There’s a beautiful line in Linoleum about looking at the stars or swimming amongst them, an idea that will resonate with many in the audience. As we move through life, our opportunities narrow, and we risk “looking at” more than “swimming amongst” the stars.

It has these layers that reveal themselves as the film progresses, and you start to realise what’s going on under the surface. You end up realising that these characters are talking to themselves at different time periods of their lives. We don’t do it in a literal way, but I often look back at my younger self and wonder what they’d think of me now. Or, I think about where I’m heading in the future, or what I want to strive for, and how great it would be if we could spend the day conversing with those people.

What I like about it is these characters are talking to themselves, but giving themselves inspiration. It’s about looking inside of yourself to see beyond the moment, and see where you’ve come. Yes, there’s a narrowing of options as life moves forward, but that means we’re becoming a master of one thing. Albert Einstein had a very specific field and the world needed that. It was his contribution. We all have our own contribution and it comes in different ways. It’s not as simple as they say it is in the movie – what you want it to be, and it can be.

With an optimistic spirit, the film warns the audience about becoming lost in hopes and dreams. There’s value in appreciating what you’ve got and the successes you’ve experienced. The problem in the aspirational society is, how do you measure success? It sometimes devalues rather than empowers. I admired the characters in Linoleum because even if they did not come to have everything they wanted, they raised a family and created memories together.

Going back to what you were asking initially, about what are you trying to say with your films, it’s this type of stuff. The measuring of success, being happy with what you’ve accomplished so far, and appreciating where we are, is a huge theme of the film. As a human being, it’s something I of course think about all the time, and so it’s going to work its way into the movie.

It’s a film that presents questions without necessarily answering every aspect of them, and that’s okay. I’ve heard from many people who say that days later they were still talking to their wife about the film, and it would bring up all these conversations about their own relationship. The best art examines and holds up a mirror. If there’s a mirror involved in this story, the messy chaos of the movie is reflecting what my own brain is like. You can walk a few blocks daydreaming the whole way, and be somewhere else – illustrating that was fun.

Someone who looks a lot like Cameron waltzes in and takes over his television show. His relationship with his son is contemptuous and he’s xenophobic. It opens up a biblical reading of the film, echoing the ideas in the parables that someone unfortunate may be richer in spirit than the person they compare themselves to.

There are morals to the film and it has these quotable lines. There are these things in it that are borne out of this TV show quality. We always come back to this TV show motif in the movie, that threads its way through the movie, illustrating what’s going on via these scientific terms that they’re talking about.
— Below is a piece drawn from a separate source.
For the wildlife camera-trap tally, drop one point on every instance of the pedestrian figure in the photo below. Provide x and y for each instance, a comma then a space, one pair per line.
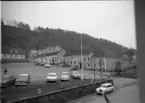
106, 98
5, 71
I like that aspect of it circling back in on itself, and being its own little cosmic universe. The whole movie is not reality, per say, it has its own tall tales and morals and so forth. I see what you mean in terms of it being biblical in that sense.

Has the process of making Linoleum changed you?

The film is dedicated to my grandfather. He and I were close, and it was a way for me to process my loss. It gave me a creative outlet with which to express that, and I feel the hope that the film presents inside me. So it was a good way to move on in that way.